0

I'm trying to prevent Google, Yahoo et al from hitting my /products/ID/purchase page and am unsure on how to do it.

I currently block them from hitting sign in with the following:

User-agent: *
Disallow: /sign_in

Can I do something like the following?

User-agent: *
Disallow: /products/*/purchase

Or should it be:

User-agent: *
Disallow: /purchase
Gerard
  • 4,818
  • 5
  • 51
  • 80

2 Answers2

2

I assume you want to block /products/ID/purchase but allow /products/ID.

Your last suggestion would only block pages that start with "purchase":

User-agent: *
Disallow: /purchase

So this is not what you want.

You'd need your second suggestion:

User-agent: *
Disallow: /products/*/purchase

This would block all URLs that start with /products/, followed by any character(s), followed by /purchase.

Note: It uses the wildcard *. In the original robots.txt "specification", this is not a character with special meaning. However, some search engines extended the spec and use it as a kind of wildcard. So it should work for Google and probably some other search engines, but you can't bet that it would work with all the other crawlers/bots.

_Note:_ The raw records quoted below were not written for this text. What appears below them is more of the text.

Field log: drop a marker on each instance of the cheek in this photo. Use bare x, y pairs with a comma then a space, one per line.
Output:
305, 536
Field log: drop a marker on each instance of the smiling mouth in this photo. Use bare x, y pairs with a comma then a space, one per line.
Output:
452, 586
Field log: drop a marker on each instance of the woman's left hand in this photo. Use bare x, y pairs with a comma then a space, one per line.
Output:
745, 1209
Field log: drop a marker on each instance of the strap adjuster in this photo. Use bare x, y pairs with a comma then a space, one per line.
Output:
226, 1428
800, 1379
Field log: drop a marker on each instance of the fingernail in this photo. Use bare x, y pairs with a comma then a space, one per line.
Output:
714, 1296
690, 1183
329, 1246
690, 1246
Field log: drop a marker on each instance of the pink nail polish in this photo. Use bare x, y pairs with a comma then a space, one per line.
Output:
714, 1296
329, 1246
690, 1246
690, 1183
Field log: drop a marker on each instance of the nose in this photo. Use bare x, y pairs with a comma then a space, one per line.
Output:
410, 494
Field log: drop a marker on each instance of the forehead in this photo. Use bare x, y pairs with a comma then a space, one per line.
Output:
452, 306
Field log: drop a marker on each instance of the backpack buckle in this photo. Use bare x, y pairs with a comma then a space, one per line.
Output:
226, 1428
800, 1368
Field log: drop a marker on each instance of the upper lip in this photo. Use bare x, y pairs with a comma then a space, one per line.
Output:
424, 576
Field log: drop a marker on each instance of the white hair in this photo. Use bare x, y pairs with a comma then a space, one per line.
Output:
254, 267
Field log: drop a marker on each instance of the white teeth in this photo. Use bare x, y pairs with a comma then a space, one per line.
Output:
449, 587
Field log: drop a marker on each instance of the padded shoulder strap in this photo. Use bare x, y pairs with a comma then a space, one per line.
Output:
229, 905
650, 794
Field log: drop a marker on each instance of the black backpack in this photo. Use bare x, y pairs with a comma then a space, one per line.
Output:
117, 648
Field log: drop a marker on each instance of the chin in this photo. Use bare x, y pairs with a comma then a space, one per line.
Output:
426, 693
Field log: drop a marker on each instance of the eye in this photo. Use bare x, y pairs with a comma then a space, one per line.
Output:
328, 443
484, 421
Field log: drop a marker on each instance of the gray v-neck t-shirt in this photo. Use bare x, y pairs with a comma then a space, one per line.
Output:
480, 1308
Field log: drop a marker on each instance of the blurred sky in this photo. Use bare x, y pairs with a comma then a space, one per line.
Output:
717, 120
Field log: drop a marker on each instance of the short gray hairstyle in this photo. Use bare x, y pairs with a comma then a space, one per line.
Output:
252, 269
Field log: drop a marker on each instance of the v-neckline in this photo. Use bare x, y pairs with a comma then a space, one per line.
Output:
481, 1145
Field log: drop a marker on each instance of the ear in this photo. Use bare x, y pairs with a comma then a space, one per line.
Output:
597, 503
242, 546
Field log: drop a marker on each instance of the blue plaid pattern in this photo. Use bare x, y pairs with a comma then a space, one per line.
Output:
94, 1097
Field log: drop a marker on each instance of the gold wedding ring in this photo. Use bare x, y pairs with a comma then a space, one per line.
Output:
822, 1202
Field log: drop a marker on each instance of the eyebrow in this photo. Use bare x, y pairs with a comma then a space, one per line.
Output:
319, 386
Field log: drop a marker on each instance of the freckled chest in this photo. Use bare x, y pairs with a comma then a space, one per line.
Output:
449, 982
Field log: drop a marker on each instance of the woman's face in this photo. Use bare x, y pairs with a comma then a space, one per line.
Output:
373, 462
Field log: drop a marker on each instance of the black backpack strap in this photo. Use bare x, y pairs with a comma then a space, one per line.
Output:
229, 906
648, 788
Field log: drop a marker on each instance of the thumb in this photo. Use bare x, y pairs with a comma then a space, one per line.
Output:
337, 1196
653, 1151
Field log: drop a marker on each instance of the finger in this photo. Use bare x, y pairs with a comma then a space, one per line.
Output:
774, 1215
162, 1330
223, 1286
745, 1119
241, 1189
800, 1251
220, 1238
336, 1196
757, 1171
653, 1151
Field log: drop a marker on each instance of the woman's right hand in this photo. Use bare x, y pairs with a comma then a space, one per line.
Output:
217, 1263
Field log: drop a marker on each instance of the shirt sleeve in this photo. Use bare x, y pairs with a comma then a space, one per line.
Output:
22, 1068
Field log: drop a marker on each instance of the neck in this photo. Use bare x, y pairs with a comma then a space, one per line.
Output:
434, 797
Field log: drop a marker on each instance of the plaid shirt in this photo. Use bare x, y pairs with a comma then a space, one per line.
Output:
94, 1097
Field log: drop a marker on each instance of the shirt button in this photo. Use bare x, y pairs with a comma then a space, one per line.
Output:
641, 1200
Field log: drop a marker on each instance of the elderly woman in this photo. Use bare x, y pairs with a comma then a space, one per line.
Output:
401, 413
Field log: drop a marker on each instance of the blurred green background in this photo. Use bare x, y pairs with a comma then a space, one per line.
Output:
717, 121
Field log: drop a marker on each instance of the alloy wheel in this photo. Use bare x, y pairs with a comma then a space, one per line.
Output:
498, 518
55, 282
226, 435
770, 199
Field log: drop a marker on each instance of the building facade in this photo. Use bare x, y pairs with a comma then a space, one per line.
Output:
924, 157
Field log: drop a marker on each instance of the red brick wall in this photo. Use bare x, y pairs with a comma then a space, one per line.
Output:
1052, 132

So your robots.txt could look like:

User-agent: *
Disallow: /sign_in
Disallow: /products/*/purchase

Also note that some search engines (including Google) might still list a URL in their search results (without title/snippet) although it is blocked in robots.txt. This might be the case when they find a link to a blocked page on a page that is allowed to be crawled. To prevent this, you'd have to noindex the document.

unor
  • 92,415
  • 26
  • 211
  • 360
0

According to Google Disallow: /products/*/purchase should work. But according to robotstxt.org this doesn't work.

simonmenke
  • 2,819
  • 19
  • 28